Yemek Sonrası Âdâb
Yemekten sonra müstehab olanlar şunlardır:
1) Doymadan sofradan çekilmelidir.
2) Parmaklarını yalamalıdır.
3) Daha sonra mendil ile silmelidir.
4) Daha sonra yıkamalıdır.
5) Yemek kırıntılarını toplayıp yemelidir.Çünkü Hz. Peygamber (s.a) şöyle demiştir: Sofradan düşen yemek kırıntılarını yiyen bir kimse, genişlikte yaşar ve çocuğu hakkında da âfiyete kavuşur.25
6) Dişlerini kürdanla karıştırmalı, dişlerinin arasından her çıkanı yutmamalı, ancak dişlerinin köklerinde biriken ve dilin ucuyla çıkarılan şeyleri yutmalıdır. Kürdan ile çıkartılan şeyi ise dışarı atmalıdır.

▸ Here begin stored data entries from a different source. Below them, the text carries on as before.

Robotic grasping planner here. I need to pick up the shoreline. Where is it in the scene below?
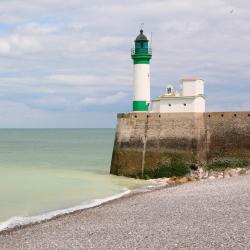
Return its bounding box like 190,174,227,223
0,175,250,250
0,179,169,235
0,169,250,235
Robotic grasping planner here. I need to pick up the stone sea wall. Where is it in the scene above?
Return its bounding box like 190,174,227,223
110,112,250,176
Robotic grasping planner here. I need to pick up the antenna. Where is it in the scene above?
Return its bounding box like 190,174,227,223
150,31,153,48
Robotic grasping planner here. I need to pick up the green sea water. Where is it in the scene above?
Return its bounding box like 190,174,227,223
0,129,145,227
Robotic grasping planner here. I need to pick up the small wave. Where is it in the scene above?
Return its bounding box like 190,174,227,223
0,190,131,232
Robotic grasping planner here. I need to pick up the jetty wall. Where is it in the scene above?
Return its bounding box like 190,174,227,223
110,112,250,176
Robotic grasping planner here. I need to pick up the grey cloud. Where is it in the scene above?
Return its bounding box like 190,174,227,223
0,0,250,126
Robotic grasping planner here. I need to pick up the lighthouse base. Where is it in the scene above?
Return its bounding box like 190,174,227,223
133,101,148,111
110,112,250,177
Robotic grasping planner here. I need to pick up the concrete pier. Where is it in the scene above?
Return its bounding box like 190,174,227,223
110,112,250,176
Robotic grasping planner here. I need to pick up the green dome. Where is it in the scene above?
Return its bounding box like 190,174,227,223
135,30,148,41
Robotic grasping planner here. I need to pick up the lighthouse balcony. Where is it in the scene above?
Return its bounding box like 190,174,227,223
131,48,152,56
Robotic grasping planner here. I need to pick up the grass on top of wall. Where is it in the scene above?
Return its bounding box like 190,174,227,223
144,158,191,179
207,159,250,171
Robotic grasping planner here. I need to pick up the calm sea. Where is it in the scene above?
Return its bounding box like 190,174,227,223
0,129,145,229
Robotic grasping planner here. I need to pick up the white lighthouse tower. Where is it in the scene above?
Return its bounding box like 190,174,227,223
131,29,152,112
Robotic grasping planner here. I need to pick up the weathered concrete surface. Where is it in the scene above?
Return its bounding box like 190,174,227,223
110,112,250,176
0,175,250,250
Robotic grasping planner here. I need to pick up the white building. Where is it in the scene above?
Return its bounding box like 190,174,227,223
151,78,206,113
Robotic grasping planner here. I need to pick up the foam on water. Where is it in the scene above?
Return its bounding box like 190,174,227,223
0,190,131,232
0,129,147,230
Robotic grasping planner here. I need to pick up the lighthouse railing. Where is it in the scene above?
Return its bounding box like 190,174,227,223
131,48,152,55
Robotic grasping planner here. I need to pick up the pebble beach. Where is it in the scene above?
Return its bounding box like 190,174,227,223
0,175,250,250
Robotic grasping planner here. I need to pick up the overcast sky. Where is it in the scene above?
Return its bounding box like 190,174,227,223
0,0,250,127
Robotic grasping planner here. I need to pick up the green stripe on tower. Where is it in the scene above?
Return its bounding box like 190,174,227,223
133,101,148,111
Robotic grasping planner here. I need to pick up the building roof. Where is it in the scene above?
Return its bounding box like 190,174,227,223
135,30,148,41
180,77,203,82
152,95,205,102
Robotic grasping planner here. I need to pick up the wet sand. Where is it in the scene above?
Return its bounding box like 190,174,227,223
0,175,250,250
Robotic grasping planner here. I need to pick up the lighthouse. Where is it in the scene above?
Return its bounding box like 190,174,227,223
131,29,152,112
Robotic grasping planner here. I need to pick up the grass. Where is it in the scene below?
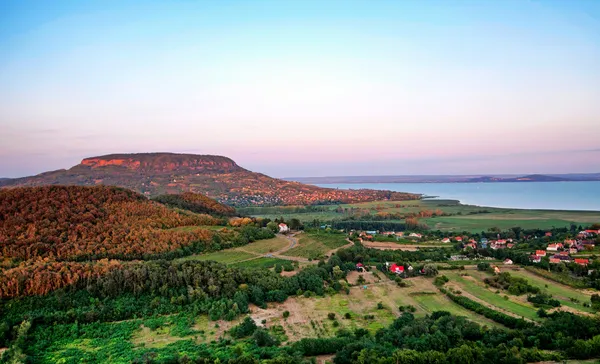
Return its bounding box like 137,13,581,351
443,271,538,320
244,200,600,232
231,258,289,269
243,236,290,255
179,249,257,264
502,270,595,312
283,233,348,259
169,225,227,232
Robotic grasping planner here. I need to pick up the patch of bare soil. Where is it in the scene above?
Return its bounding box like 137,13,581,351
315,355,335,364
363,241,419,251
346,272,383,285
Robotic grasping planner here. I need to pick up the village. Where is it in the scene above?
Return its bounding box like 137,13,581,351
349,229,600,275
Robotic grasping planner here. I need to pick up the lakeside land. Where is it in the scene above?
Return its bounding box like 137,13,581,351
238,199,600,232
0,186,600,364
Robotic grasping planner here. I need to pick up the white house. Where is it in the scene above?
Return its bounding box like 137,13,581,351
279,223,290,234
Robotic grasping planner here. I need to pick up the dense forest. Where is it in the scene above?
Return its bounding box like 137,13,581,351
0,186,219,260
152,192,235,216
0,186,274,298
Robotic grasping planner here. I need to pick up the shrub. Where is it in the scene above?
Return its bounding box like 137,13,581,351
433,276,450,287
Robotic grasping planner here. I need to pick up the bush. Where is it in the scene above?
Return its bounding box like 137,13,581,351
252,328,279,347
433,276,450,287
229,316,257,339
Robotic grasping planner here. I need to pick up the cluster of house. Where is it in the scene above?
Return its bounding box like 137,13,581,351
458,236,515,250
529,239,595,266
358,230,423,242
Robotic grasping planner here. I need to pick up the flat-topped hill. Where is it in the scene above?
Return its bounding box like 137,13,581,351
0,153,418,206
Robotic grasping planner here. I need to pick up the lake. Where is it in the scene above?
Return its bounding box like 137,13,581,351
318,181,600,211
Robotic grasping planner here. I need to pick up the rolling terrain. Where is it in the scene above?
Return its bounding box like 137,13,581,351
0,153,418,206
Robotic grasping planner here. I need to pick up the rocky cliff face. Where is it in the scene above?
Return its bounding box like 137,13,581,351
80,153,243,173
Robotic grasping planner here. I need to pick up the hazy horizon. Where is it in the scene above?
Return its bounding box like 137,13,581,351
0,0,600,177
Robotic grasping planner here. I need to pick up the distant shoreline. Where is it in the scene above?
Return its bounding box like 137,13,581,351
284,173,600,185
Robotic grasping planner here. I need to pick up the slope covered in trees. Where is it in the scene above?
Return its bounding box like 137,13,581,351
0,153,418,206
0,186,219,261
152,192,235,216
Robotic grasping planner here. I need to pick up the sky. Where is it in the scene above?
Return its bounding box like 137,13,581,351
0,0,600,177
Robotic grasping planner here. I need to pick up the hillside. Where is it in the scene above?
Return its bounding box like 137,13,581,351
0,153,418,206
152,192,236,216
0,186,219,261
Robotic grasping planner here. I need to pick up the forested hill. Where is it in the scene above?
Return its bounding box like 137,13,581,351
0,153,418,206
0,186,220,261
0,186,274,298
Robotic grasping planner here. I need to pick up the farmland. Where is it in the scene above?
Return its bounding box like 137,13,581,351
240,199,600,232
443,267,595,320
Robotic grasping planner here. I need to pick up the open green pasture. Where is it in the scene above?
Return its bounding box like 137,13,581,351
443,271,538,320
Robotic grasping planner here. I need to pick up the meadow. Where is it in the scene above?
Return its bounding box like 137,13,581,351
240,199,600,232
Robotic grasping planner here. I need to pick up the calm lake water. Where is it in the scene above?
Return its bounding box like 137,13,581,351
319,181,600,211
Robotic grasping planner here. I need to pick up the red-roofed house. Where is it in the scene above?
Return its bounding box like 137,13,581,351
546,243,563,252
529,252,545,263
390,263,404,274
465,243,477,249
279,223,290,233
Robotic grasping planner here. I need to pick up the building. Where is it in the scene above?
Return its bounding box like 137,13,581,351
529,255,542,263
390,263,404,274
546,243,563,252
279,223,290,234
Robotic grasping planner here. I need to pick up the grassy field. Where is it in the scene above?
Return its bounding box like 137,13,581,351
178,236,290,268
443,271,538,320
283,233,348,259
231,258,289,269
241,236,290,254
500,269,595,312
244,200,600,232
179,249,257,264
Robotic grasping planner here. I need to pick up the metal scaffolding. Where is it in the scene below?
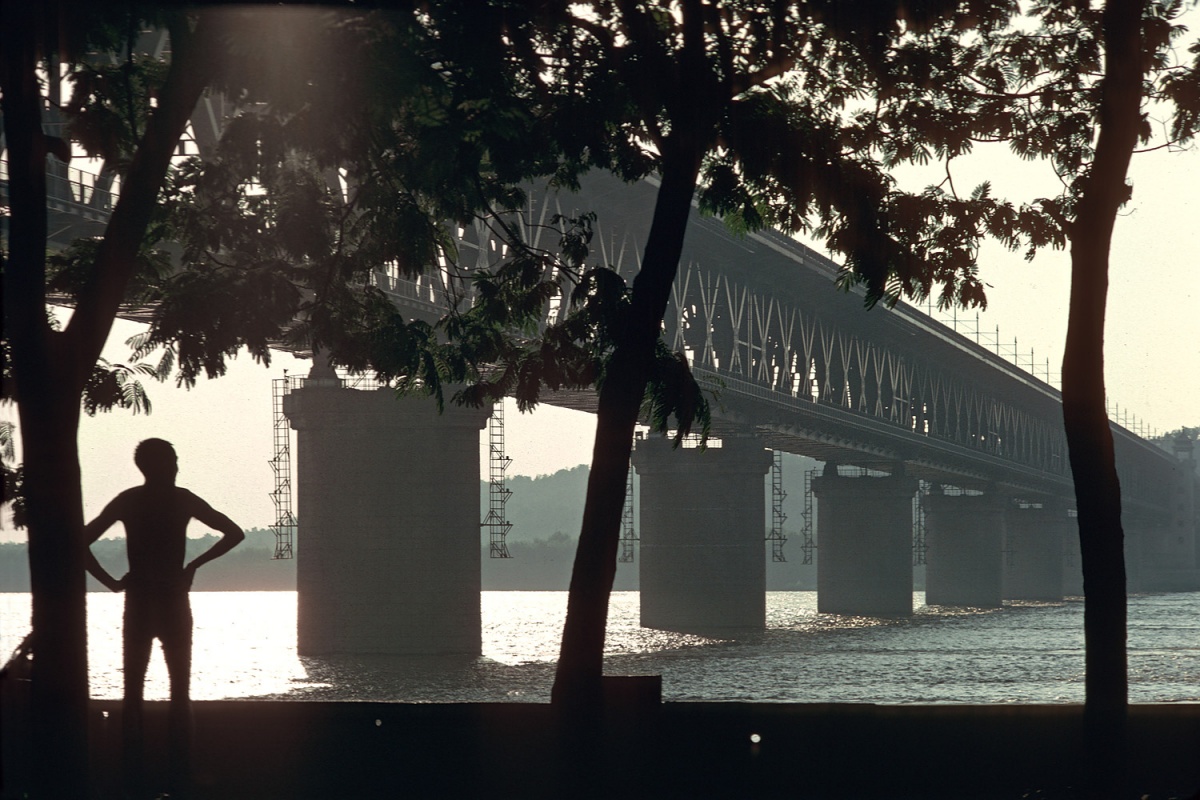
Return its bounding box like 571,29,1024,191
480,401,512,559
269,372,296,559
800,469,817,564
912,481,931,566
767,450,787,561
617,464,637,564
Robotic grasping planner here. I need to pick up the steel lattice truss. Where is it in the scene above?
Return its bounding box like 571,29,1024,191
362,172,1171,513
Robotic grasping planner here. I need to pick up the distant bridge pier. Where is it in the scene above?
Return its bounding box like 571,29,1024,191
283,365,488,655
812,462,917,616
632,437,772,636
925,491,1007,608
1062,527,1084,597
1004,500,1082,601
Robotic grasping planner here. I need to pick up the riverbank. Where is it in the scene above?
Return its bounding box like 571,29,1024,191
2,687,1200,800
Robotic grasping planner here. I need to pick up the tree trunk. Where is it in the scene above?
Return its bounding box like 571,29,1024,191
1062,0,1142,798
552,139,702,712
0,12,212,798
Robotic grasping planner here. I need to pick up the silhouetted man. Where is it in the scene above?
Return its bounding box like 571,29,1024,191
84,439,246,798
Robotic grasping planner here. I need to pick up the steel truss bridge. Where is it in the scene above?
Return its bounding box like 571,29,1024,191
374,175,1175,521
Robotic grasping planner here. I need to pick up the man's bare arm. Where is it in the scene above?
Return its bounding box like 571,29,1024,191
185,498,246,575
83,499,128,591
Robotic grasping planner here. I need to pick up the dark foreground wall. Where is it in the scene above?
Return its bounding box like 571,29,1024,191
4,700,1200,800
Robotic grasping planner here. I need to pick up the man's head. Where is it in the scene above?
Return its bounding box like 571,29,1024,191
133,439,179,481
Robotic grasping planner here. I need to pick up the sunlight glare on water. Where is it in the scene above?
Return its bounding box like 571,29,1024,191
0,591,1200,704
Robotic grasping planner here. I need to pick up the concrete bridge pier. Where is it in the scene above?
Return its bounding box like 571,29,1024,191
283,366,488,655
925,491,1007,608
1004,501,1078,601
812,462,917,616
632,437,770,636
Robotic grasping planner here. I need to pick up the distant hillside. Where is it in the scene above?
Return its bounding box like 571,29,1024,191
479,464,588,542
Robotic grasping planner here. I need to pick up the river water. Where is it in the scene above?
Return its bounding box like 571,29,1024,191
0,591,1200,704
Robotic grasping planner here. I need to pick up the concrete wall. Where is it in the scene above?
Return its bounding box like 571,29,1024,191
1004,501,1082,601
284,381,487,655
812,464,917,616
925,492,1006,608
632,437,770,636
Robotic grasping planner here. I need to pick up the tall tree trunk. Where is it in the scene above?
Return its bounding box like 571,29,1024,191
1062,0,1144,796
0,12,212,798
552,143,702,711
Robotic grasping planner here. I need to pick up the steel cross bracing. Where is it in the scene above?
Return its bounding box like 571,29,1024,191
617,464,637,564
912,481,932,566
800,469,817,564
767,450,787,561
270,373,296,559
480,402,512,559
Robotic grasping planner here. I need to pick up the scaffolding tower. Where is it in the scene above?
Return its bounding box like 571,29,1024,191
269,371,296,559
617,464,637,564
800,469,817,564
912,481,931,566
767,450,787,561
481,399,512,559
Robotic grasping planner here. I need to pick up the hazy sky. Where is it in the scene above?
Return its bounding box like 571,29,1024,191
0,97,1200,541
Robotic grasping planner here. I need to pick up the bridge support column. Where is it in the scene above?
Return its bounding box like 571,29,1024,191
925,492,1007,608
1004,501,1078,601
812,463,917,616
1062,517,1084,597
632,437,770,636
283,367,487,655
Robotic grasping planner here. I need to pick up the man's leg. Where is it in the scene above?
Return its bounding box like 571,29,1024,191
121,595,154,798
160,594,192,798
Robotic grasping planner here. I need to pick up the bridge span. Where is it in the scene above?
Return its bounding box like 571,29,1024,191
282,175,1200,652
14,153,1200,654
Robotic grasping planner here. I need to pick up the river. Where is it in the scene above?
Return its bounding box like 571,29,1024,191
0,591,1200,704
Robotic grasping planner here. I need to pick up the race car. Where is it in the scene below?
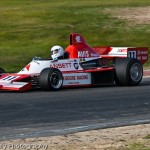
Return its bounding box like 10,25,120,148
0,68,5,76
0,33,148,91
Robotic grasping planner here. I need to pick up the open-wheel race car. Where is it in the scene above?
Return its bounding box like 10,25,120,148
0,33,148,91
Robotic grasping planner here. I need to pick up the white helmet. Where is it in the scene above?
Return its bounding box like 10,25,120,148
51,45,64,59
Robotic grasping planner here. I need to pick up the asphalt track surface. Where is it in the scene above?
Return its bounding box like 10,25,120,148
0,77,150,140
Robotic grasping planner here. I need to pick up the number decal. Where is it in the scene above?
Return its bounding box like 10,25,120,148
128,51,136,58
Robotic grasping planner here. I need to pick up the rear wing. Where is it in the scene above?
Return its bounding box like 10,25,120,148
93,47,148,64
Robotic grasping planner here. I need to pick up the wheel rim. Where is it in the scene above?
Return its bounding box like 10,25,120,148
50,71,62,89
130,63,143,82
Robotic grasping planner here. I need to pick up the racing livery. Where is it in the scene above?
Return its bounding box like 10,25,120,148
0,33,148,91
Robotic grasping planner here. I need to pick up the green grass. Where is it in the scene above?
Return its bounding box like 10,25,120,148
0,0,150,71
125,143,150,150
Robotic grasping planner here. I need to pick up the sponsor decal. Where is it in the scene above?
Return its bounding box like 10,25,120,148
73,63,79,69
80,58,85,62
25,64,31,71
78,51,90,57
117,49,127,53
64,75,89,80
75,35,81,43
50,63,71,69
91,53,99,57
1,76,20,81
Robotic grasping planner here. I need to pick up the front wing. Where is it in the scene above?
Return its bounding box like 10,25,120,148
0,74,32,91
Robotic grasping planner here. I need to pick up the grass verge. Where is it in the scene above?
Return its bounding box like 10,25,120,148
0,0,150,71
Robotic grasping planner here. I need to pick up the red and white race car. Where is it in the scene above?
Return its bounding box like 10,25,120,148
0,68,5,76
0,33,148,91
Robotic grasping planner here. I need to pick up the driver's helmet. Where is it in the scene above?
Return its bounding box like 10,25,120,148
51,45,64,59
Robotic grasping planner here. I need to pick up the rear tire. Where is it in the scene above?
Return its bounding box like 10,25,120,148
115,58,143,86
38,68,63,91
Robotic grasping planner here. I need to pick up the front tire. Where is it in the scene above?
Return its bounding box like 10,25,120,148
38,68,63,91
115,58,143,86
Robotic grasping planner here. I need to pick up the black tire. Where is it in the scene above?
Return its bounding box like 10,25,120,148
115,58,143,86
0,68,5,76
38,68,63,91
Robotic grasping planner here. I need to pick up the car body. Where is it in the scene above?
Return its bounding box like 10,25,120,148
0,33,148,91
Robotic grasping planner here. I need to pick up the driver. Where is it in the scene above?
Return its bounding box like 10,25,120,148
51,45,64,60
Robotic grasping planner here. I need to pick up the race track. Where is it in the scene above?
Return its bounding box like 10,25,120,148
0,78,150,140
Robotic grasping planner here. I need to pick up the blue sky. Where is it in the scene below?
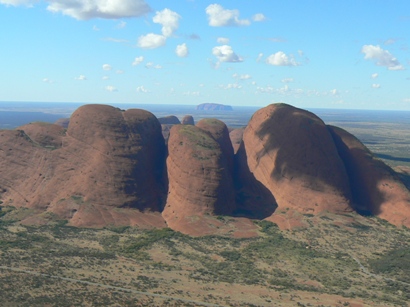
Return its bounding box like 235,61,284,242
0,0,410,110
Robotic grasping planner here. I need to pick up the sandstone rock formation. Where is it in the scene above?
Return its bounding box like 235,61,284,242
229,127,245,154
54,118,70,129
329,126,410,227
181,115,195,125
239,104,351,217
162,125,234,230
0,105,167,226
18,122,65,149
158,115,181,125
0,104,410,232
196,118,234,173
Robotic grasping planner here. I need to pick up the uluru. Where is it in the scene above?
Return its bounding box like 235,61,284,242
0,104,410,235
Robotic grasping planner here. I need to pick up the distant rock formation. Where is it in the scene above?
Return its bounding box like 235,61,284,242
158,115,181,125
0,104,410,235
181,115,195,125
196,103,233,111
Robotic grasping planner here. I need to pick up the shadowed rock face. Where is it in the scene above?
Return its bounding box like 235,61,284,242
54,118,70,129
18,122,65,149
158,115,181,125
196,118,233,173
163,125,234,230
329,126,410,227
229,127,245,154
239,104,351,213
181,115,195,125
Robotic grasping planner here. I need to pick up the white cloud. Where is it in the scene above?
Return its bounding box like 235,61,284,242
252,13,266,21
102,37,129,43
74,75,87,81
145,62,162,69
175,43,189,58
330,88,340,96
137,33,166,49
103,64,112,70
137,85,150,93
132,55,144,66
362,45,404,70
182,92,201,96
266,51,299,66
152,9,181,37
212,45,243,63
116,20,127,29
232,74,252,80
43,78,54,83
47,0,151,20
205,4,250,27
219,83,242,90
105,85,118,92
0,0,39,7
216,37,229,45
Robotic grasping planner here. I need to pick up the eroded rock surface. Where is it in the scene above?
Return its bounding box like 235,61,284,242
163,125,234,231
239,104,351,213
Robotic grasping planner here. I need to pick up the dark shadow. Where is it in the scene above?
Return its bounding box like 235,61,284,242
375,154,410,162
255,105,351,202
233,142,278,219
328,126,397,215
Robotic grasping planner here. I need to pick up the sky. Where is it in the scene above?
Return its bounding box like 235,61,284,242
0,0,410,110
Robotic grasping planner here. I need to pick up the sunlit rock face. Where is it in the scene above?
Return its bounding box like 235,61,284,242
239,104,351,213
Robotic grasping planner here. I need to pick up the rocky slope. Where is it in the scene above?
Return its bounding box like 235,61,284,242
240,104,351,214
162,125,234,235
329,126,410,227
0,104,410,235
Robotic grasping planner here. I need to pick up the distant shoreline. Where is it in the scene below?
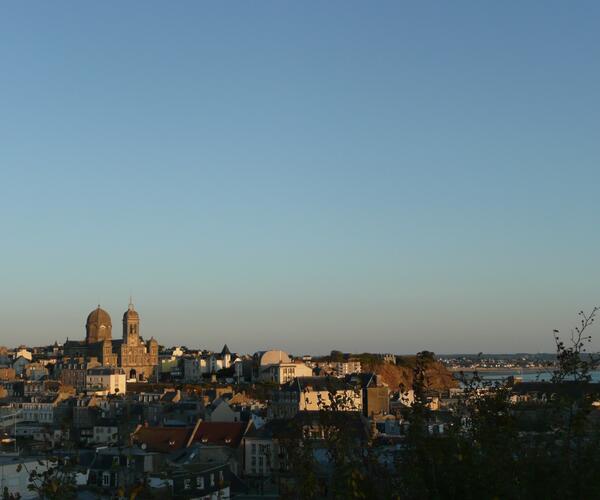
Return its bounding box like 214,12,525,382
448,366,553,373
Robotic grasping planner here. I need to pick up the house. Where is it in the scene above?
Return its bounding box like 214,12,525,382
243,411,369,498
148,463,231,500
252,351,312,385
0,455,48,500
345,372,390,417
0,365,16,380
87,447,164,494
11,393,65,424
206,398,240,422
269,377,363,418
92,418,119,445
23,362,48,380
85,366,127,395
12,356,31,377
333,359,361,377
131,421,200,453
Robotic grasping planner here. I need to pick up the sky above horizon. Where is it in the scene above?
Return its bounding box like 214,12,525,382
0,0,600,354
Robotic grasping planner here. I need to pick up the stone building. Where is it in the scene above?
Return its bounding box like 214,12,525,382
64,302,158,380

Kürdan ile dişlerini araladıktan sonra, su ile ağzını yıkamalıdır. Çünkü bu hususta ehl-i beyt'ten rivayet edilen bir söz vardır.
7) Yemek çanağını parmaklarıyla silmeli, yıkayıp suyunu içmelidir. Zira deniliyor ki; yemek çanağını parmaklarıyla silip parmağını yalayan, çanağı yıkayıp suyunu içen bir kimse için, âzâd edilmiş bir kölenin sevabı yazılır. Yemek kırıntılarının toplanması ise, elâ gözlü hurilerin mehridir.
8) Yedirdiği 'nimetlere karşı Allah'a kalbiyle şükretmelidir. Şöyle ki, yemekleri Allah'tan kendisine ihsan edilen birer nimet olarak görmelidir.
Ey mü'minler! Size verdiğim rızıkların temiz ve helâlinden yiyiniz ve Allah'a şükrediniz!
(Bakara/172)
Hamd o Allah'a mahsustur ki O'nun nimetlerinin sayesinde sâlih ameller tamamlanır ve bereket iner. Ey Allahım! Bize güzeli ve helâlı yedir, bizi sâlih yollarda kullan. Eğer şübheli bir şey yersen şöyle demelisin:
Her hâlükârda hamd Allah'a mahsustur. Ey Allahım! Bu yemekleri sana isyan etmek yolunda harcanan bir enerji kılma.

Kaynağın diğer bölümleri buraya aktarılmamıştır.